Amiodarone was initially developed to alleviate angina pectoris in patients with coronary artery disease . Clinical evaluation of amiodarone as an antiarrhythmic drug revealed its efficacy for the treatment of supraventricular and ventricular tachyarrhythmia . Amiodarone was also found to exert other pharmacological effects beneficial for patients with congestive heart failure . Amiodarone possessed an antisympathetic effect on both alpha-adrenergic and beta-adrenergic receptors in response to sympathetic stimulation and circulating plasma catecholamines, which attenuated left ventricular afterload . Amiodarone also inhibited presynaptic release of neurotransmitter from adrenergic neurons and modulated the activity of the autonomic nervous system in acute and chronic heart failure.
Amiodarone, an iodinated benzofuran compound, has a cationic amphiphilic molecular structure that is composed of polar water-soluble and nonpolar lipidsoluble moieties similar to the molecular structure of phospholipids found in cell membranes . Amiodarone accumulates within the cell membrane phospholipids of target organs . The volume of distribution is approximately 5000 L because of avid tissue sequestration of amiodarone . Tissue concentration can exceed plasma concentration of amiodarone more than 100-fold . The half-life of elimination of plasma amiodarone has been estimated to be as long as 61 days, and tissue stores can last longer .
Amiodarone has been reported to cause skin discoloration, corneal microdeposits, abnormal liver enzymes, renal insufficiency, abnormal thyroid function, and neuromuscular symptoms . Pulmonary fibrosis and amiodarone pulmonary toxicity are among the most well documented serious complications of chronic therapy with amiodarone . Several studies reported an increased incidence of acute organ dysfunction, including acute respiratory distress syndrome (ARDS) and cardiac dysfunction after surgery in patients receiving amiodarone [8-22] (Table 1). These reports recommended discontinuation of amiodarone therapy for several weeks before surgery to reduce postoperative morbidity in patients who are also at high-risk of suffering a life-threatening arrhythmia [15,19,21,22]. However, subsequent studies did not observe any additional increase in the incidence of acute organ dysfunction from amiodarone in the critically ill or after cardiac surgery [23-26] (Table 1).

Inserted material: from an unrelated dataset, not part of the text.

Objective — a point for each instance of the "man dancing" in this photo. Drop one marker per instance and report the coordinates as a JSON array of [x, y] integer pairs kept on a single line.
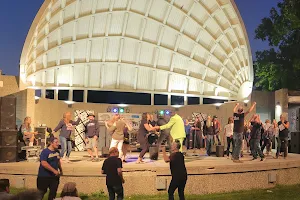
[[116, 127], [92, 134], [238, 128], [177, 128], [164, 134]]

The exact etiologic role of amiodarone in the development of acute organ dysfunction after cardiac surgery remains controversial. Previous studies enrolled patients with severe underlying cardiopulmonary disease who underwent high-risk surgical procedures. The nature of the underlying disease, in addition to the type of surgical procedures and perioperative events, obscured the potential contribution of amiodarone for the development of acute organ dysfunction after cardiac surgery . To determine the contribution of preoperative therapy with amiodarone on the incidence of acute organ dysfunction after cardiac surgery, we designed a pairwise-matched (1:1) case-control study. The matching criteria of the study cohort were demographic characteristics and perioperative risk factors that were reported to influence the development of acute organ dysfunction after cardiac surgery .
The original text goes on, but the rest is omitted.